Criminal is a second-generation photocopy of a David Mamet cryptogram, and like most cinematic reproductions, it’s an overly familiar, less distinct version of its predecessors. Faithfully adapted from Fabián Bielinsky’s 2002 Nine Queens – itself a charming if derivative riff on Mamet duplicity – by first-time writer/director Gregory Jacobs, the film is a talkative, economical diversion about two con men involved in the swindle of their lives. And as with all stories of conniving crooks out to hoodwink their “marks,” it offers the obligatory gaggle of double-, triple-, and quadruple-crosses designed to keep its central, overriding deception carefully hidden from view. Unfortunately, fool me once…
Rodrigo (Diego Luna) is a scruffy small-time hood who, while pulling a chump change scam on casino waitresses, meets Richard Gaddis (John C. Reilly), a well-dressed career bunco artist who saves the kid from being arrested and takes him under his wing as an apprentice for the day. Gaddis is like a guardian angel sent down from criminal heaven, and Reilly suavely uses his rapid-fire elocution and dark, tiny eyes (hidden amidst the actor’s considerably puffy cheeks, crinkled brow, and bulbous nose) to convey the deadly, snake-like untrustworthiness and craven avarice of a man for whom life is just one big game. It’s not long before Richard is teaching Rodrigo how to bilk naïve old ladies and flustered waiters out of cash, but the stakes of their day-long tutorial are dramatically raised when they’re offered the opportunity to sell a forged copy of a priceless monetary certificate to a businessman (Peter Mullan) who’s staying in the hotel where Richard’s sister Valerie (Maggie Gyllenhaal) works.

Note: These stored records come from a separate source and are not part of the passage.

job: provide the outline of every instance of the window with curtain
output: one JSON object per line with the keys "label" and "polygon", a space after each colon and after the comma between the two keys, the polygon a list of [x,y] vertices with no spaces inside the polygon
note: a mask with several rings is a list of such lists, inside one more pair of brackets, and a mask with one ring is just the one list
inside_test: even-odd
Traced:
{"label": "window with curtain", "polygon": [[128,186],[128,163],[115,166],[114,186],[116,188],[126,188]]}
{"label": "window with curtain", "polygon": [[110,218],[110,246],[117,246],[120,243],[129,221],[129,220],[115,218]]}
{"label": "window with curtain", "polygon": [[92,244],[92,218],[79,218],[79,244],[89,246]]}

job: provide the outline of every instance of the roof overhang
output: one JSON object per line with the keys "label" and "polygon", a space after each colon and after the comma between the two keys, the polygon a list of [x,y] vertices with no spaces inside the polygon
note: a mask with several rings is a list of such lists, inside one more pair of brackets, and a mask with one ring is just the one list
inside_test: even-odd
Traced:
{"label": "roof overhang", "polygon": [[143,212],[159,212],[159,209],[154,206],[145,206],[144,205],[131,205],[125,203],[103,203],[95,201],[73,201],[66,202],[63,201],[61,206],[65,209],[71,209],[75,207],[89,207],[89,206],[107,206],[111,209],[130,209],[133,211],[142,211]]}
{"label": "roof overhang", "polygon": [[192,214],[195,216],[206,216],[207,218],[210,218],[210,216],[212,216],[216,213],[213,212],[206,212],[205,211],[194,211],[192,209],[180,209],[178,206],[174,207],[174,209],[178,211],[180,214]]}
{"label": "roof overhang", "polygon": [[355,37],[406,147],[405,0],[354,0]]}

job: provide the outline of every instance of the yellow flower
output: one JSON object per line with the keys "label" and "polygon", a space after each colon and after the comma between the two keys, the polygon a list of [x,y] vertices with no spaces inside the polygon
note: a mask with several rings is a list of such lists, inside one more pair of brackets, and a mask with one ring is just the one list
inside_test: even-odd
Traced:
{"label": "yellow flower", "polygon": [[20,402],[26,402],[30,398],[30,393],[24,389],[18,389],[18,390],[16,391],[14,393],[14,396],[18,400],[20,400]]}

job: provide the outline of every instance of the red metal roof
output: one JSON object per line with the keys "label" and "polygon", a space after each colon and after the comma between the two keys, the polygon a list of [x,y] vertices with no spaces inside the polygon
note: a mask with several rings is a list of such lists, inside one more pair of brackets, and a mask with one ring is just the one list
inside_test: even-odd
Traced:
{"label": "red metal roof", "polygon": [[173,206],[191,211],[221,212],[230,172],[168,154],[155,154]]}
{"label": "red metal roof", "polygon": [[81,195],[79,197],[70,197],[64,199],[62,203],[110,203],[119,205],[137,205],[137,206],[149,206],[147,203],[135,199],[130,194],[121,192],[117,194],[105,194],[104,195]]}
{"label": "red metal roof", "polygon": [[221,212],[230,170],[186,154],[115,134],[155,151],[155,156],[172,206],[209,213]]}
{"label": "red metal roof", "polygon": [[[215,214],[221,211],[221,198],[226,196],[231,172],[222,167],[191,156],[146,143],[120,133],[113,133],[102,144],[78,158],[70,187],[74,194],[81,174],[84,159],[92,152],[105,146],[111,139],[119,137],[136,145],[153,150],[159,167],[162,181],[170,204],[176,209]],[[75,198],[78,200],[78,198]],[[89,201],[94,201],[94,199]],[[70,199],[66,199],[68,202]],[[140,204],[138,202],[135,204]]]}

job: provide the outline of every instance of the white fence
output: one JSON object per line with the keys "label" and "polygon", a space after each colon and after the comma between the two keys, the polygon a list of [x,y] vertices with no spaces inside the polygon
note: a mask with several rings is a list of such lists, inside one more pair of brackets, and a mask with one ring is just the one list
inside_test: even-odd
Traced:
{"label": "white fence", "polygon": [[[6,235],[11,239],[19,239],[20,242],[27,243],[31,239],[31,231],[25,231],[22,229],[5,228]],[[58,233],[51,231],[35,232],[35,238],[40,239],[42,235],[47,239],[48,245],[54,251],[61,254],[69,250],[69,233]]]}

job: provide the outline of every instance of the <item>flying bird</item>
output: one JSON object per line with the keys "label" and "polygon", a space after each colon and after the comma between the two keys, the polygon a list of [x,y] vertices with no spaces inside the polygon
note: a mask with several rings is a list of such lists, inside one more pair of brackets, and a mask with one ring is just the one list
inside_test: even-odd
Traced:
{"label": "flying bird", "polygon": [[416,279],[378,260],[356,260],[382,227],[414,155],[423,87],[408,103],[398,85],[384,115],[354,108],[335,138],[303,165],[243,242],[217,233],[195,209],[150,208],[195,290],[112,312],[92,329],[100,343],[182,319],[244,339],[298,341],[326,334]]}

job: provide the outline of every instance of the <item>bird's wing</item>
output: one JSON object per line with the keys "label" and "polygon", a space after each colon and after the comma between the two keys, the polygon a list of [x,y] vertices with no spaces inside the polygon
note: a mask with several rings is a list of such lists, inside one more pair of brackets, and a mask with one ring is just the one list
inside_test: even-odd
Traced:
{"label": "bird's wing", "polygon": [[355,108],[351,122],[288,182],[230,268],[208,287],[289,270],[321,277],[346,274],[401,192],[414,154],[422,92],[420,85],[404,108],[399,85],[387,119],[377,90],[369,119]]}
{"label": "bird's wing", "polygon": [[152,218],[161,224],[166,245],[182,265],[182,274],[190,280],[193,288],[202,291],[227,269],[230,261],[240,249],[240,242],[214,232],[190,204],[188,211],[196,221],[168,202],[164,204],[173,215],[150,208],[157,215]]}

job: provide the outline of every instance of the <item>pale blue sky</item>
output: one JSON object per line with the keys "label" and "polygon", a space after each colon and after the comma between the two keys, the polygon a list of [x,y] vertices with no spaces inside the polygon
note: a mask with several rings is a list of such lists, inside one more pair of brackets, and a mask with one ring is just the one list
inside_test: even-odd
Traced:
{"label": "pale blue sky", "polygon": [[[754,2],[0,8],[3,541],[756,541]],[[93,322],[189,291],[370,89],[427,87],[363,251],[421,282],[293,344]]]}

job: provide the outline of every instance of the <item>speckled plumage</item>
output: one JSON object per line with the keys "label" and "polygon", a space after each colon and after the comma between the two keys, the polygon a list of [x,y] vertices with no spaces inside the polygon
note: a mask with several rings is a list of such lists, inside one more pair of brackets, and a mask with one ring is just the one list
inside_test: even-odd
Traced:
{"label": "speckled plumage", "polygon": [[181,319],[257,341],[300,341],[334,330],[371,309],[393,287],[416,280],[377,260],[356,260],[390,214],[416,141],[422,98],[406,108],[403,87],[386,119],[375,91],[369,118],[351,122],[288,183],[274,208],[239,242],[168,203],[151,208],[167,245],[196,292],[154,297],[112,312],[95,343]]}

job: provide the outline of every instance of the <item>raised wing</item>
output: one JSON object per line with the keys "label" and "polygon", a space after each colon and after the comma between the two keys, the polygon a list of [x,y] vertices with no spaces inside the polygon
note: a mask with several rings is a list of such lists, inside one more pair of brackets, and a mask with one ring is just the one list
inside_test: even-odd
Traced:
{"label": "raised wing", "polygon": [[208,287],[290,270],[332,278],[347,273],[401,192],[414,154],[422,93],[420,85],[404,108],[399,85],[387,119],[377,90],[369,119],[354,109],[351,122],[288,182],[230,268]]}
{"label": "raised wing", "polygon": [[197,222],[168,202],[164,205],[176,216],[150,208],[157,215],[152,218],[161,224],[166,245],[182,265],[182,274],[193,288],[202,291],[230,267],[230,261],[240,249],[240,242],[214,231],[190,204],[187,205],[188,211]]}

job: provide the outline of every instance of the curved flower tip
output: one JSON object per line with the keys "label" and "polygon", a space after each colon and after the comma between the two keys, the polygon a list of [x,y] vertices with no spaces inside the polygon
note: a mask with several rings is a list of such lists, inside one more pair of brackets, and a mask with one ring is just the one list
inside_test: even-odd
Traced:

Though the story has been shifted from Argentina’s grimy urban streets to sunny L.A. and a racial and socio-economical component has been thrown into the mix – Richard’s prejudiced comments against the working-class Mexican Rodrigo, as well as Jews and African-Americans, is a natural extension of his unwarranted superiority complex – Jacobs hews closely to his source material. Yet his script’s catalogue of crime film clichés (the one big last score, the mentor-tutor relationship, the con-within-a-con story structure) strands Luna and Reilly’s fine complementary performances in a tediously rehashed web of deceit. The snappy, rat-a-tat-tat Mamet-ish dialogue moviegoers have come to expect from hard-bitten movie capers only sporadically appears, such as when Richard sums up insurance companies’ ruthlessness by telling Rodrigo, “The good hands at Allstate will choke you ‘till your f---ing eyes pop out.” Jacobs regularly shoots dialogue-heavy scenes from behind Reilly, and aside from giving us numerous chances to examine the back of the actor’s sizeable neck, such a cinematographic choice ultimately reinforces the feeling that, in an increasingly predictable genre, Criminal is bringing up the rear.